• Sur la question des "Indigènes du Nord"

    Quel pourrait être, dans la nouvelle Europe démocratique des peuples, fédérative et anticapitaliste que nous voulons, le statut de ces populations prolétaires que l'on appelle communément "issues de l'immigration" (en réalité une très grande partie de la population européenne notamment urbaine est issue de mouvements migratoires, mais on entend "discrètement" par là : immigration EXTRA-EUROPÉENNE) ; "non-blancs" (terme générique de l'antiracisme politique), "Indigènes du Nord" (terme du PIR) ou encore "quartiers sous gestion coloniale" (notion développée il y a une vingtaine d'années par le MIB) ?

    La "tradition" marxiste-léniniste (La Question Nationale de Staline généralement citée, nombreux écrits de Lénine etc.) est classiquement connue pour être plutôt rétive à la reconnaissance de droits nationaux-culturels à des populations dispersées en petits îlots de peuplement à l'échelle d'un pays entier, ou carrément mêlées à la population majoritaire, et non établies sur un territoire national précis bien défini.

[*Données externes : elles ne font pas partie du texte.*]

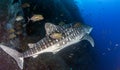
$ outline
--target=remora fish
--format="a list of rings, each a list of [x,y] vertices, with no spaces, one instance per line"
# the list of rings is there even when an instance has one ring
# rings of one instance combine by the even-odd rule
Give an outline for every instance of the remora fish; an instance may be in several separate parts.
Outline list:
[[[60,51],[61,49],[68,47],[69,45],[75,44],[77,42],[80,42],[82,40],[88,40],[91,45],[94,47],[94,41],[89,36],[89,33],[91,32],[92,28],[87,25],[83,25],[81,27],[73,28],[73,27],[60,27],[56,26],[51,23],[45,24],[46,29],[46,36],[34,44],[28,44],[30,48],[28,51],[25,51],[23,53],[20,53],[12,48],[9,48],[7,46],[1,45],[0,47],[11,57],[13,57],[18,66],[23,69],[24,64],[24,58],[27,57],[37,57],[39,54],[44,52],[53,52],[56,53]],[[54,32],[62,32],[63,37],[60,39],[52,39],[49,37],[51,33]]]

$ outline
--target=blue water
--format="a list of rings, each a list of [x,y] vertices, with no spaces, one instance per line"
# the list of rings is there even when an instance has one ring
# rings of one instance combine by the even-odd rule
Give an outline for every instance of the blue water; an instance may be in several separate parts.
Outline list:
[[[96,70],[120,70],[120,0],[75,0],[86,24],[93,27]]]

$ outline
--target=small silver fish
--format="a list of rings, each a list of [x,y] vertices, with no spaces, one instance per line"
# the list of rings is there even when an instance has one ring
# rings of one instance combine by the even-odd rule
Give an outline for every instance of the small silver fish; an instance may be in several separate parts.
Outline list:
[[[34,14],[30,19],[28,18],[28,22],[30,20],[32,20],[33,22],[36,22],[36,21],[41,21],[43,19],[44,19],[44,17],[42,15],[40,15],[40,14]]]
[[[7,54],[13,57],[20,69],[23,69],[24,58],[27,57],[37,57],[41,53],[53,52],[57,53],[61,49],[64,49],[72,44],[78,43],[83,40],[87,40],[94,47],[94,41],[89,33],[92,28],[90,26],[84,25],[81,27],[60,27],[51,23],[45,24],[46,36],[34,44],[28,44],[31,47],[29,50],[20,53],[12,48],[0,44],[0,48],[4,50]],[[50,34],[53,32],[62,32],[63,36],[61,39],[51,39]]]
[[[51,35],[50,35],[50,37],[52,38],[52,39],[61,39],[62,38],[62,33],[58,33],[58,32],[55,32],[55,33],[52,33]]]

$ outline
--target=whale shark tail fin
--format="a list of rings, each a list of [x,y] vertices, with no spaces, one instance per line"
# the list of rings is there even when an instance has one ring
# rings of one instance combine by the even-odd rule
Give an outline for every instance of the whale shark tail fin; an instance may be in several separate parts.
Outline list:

    Pour autant, par le passé récent, des organisations d'inspiration marxiste-léniniste, maoïste etc. ont déjà pu être amenées à poser sérieusement la question ; notamment chez les minorités racialement opprimées aux États-Unis (Black Panthers et leurs précurseurs Robert F. Williams et Harry Haywood, Young Lords portoricains, etc.).

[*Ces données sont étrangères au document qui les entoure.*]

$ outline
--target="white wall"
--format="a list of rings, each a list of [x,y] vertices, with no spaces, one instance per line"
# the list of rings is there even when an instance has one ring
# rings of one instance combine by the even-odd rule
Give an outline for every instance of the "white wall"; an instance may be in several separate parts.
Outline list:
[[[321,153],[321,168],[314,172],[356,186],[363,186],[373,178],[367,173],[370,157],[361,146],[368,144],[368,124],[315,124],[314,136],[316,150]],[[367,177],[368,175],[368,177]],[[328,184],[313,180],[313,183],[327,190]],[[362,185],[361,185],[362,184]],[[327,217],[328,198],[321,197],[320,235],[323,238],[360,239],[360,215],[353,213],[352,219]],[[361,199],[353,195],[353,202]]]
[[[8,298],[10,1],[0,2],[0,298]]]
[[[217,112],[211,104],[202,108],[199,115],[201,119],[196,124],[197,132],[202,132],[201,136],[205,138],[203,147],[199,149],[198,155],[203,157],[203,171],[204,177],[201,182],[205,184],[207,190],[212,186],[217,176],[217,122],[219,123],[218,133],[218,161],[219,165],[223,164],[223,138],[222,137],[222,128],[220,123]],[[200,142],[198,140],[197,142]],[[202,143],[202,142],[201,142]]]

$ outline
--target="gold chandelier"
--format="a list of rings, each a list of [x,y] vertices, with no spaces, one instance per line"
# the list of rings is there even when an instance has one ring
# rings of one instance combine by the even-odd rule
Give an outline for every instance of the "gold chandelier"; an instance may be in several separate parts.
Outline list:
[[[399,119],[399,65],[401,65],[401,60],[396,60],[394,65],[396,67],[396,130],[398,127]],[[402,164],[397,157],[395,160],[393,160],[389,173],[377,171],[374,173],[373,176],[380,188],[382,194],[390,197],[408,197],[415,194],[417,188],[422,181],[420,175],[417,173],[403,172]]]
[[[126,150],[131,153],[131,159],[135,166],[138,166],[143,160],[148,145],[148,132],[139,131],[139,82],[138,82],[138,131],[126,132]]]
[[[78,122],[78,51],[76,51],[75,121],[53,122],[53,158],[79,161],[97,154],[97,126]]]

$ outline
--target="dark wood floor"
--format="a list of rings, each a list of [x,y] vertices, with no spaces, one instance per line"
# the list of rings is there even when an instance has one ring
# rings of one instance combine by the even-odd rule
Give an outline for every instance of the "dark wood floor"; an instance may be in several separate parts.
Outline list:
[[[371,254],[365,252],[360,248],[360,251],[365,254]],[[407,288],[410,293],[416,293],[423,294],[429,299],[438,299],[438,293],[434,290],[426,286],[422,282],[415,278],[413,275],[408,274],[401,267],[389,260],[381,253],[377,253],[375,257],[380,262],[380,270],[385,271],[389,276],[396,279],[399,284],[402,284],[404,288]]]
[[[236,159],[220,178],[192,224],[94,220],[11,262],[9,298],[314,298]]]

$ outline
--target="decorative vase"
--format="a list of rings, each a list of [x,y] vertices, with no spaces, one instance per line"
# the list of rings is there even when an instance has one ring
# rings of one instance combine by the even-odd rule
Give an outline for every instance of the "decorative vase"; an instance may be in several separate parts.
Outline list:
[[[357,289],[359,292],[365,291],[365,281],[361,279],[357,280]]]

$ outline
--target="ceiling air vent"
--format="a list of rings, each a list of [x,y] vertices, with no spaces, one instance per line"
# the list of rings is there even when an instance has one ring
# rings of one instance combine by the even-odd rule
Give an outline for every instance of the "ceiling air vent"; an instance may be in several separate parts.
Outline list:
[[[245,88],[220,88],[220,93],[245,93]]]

    Et de fait, tant dans les textes que dans la pratique qui fut celle (un certain temps du moins) de l'Union soviétique, des pistes de réflexion peuvent apparaître.

    Ainsi, dans les "Notes critiques sur la Question Nationale" de Lénine (réponse au programme socialiste autrichien de Brünn, 1913), au milieu d'un propos général globalement hostile à l'"autonomie culturelle" des populations "dispersées", on peut néanmoins trouver formulée cette proposition :

    « Sans aucun doute, enfin, il importe au plus haut point, pour supprimer toute oppression nationale, de créer des districts autonomes, même de très petites dimensions, à composition nationale complète et unique et autour desquels pourraient ainsi "graviter", entretenant avec eux des rapports et des associations libres de toutes sortes, les membres d’une nationalité donnée dispersée en différents points du pays ou même du globe. »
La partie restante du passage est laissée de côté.